Dad had his typical headache since his whiplash and thought nothing of it. He shoveled the walk so Mom could walk over to the church. Mom left just as he was finishing. He opened the door, smelling the natural gas stench or odor. Immediately, he ran up the stairs to wake me up.
"Mollie, hurry get up, something is wrong with the furnace. Get dressed, we have to get out of the house," he quickly told me.
I threw on some clothes, ran a brush through my long blond hair and exited the house with my dad, who just got off the phone with the gas company. The sun bright on the snow, but nerves kept me from enjoying the beautiful day.
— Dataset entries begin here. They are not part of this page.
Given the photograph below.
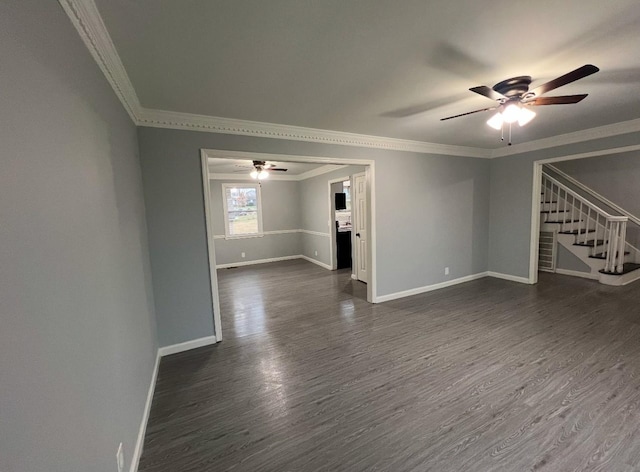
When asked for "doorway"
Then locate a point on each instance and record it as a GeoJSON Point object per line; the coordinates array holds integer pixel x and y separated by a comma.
{"type": "Point", "coordinates": [368, 180]}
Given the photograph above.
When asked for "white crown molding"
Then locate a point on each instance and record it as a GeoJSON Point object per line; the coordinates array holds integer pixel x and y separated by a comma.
{"type": "Point", "coordinates": [213, 124]}
{"type": "Point", "coordinates": [319, 171]}
{"type": "Point", "coordinates": [248, 178]}
{"type": "Point", "coordinates": [600, 132]}
{"type": "Point", "coordinates": [279, 177]}
{"type": "Point", "coordinates": [86, 18]}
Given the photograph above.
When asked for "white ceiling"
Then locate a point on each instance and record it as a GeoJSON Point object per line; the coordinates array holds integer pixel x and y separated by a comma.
{"type": "Point", "coordinates": [243, 167]}
{"type": "Point", "coordinates": [367, 67]}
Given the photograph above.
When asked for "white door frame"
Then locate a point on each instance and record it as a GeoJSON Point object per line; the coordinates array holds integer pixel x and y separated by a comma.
{"type": "Point", "coordinates": [535, 198]}
{"type": "Point", "coordinates": [213, 276]}
{"type": "Point", "coordinates": [332, 223]}
{"type": "Point", "coordinates": [369, 164]}
{"type": "Point", "coordinates": [356, 240]}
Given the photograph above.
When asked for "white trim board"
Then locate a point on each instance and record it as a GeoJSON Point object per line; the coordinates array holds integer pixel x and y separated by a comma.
{"type": "Point", "coordinates": [316, 262]}
{"type": "Point", "coordinates": [429, 288]}
{"type": "Point", "coordinates": [257, 261]}
{"type": "Point", "coordinates": [272, 233]}
{"type": "Point", "coordinates": [186, 346]}
{"type": "Point", "coordinates": [137, 451]}
{"type": "Point", "coordinates": [87, 20]}
{"type": "Point", "coordinates": [450, 283]}
{"type": "Point", "coordinates": [273, 259]}
{"type": "Point", "coordinates": [512, 278]}
{"type": "Point", "coordinates": [575, 273]}
{"type": "Point", "coordinates": [211, 252]}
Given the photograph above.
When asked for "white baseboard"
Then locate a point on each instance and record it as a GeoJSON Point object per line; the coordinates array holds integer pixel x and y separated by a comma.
{"type": "Point", "coordinates": [181, 347]}
{"type": "Point", "coordinates": [575, 273]}
{"type": "Point", "coordinates": [257, 261]}
{"type": "Point", "coordinates": [512, 278]}
{"type": "Point", "coordinates": [137, 452]}
{"type": "Point", "coordinates": [429, 288]}
{"type": "Point", "coordinates": [321, 264]}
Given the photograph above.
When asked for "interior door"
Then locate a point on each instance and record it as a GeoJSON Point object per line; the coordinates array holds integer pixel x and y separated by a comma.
{"type": "Point", "coordinates": [361, 240]}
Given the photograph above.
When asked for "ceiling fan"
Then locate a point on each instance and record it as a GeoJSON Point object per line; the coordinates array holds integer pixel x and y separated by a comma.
{"type": "Point", "coordinates": [514, 97]}
{"type": "Point", "coordinates": [261, 169]}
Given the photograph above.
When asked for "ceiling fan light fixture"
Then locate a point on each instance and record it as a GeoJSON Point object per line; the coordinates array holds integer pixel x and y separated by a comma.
{"type": "Point", "coordinates": [511, 113]}
{"type": "Point", "coordinates": [526, 115]}
{"type": "Point", "coordinates": [496, 121]}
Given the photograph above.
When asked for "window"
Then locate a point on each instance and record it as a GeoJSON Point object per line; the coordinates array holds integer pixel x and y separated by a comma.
{"type": "Point", "coordinates": [242, 210]}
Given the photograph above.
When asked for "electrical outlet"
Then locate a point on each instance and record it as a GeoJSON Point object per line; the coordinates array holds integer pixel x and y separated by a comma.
{"type": "Point", "coordinates": [120, 458]}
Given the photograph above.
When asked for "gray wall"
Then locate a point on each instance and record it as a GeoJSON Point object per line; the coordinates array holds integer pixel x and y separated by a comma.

We ate at the Isaly's counter. I can't even remember what we ate, I was so shook up. I had never ate there before like that or since. I'm sure I listened as he told Margaret about the fiasco. I sat still.
Dad must have called the gas company back, because we started up the hill back home.
We ambled on the other side of the Main Street, quiet. I threw up in front of Sam Clarke's old home, all that Isaly's breakfast on the fresh snow, my hair hanging down. Seeing my turquoise knit pants and black boots had missed the chunks.
An owl had fallen into the flue, and blocked the vent. It became petrified, but the furnace hadn't been needed until this cold night. Mom came home to all this drama, understanding why she felt better after fresh air and breakfast. The talk was if we had had a smaller house, we probably all would have died. So glad for that deacon's breakfast that morning, and our big house.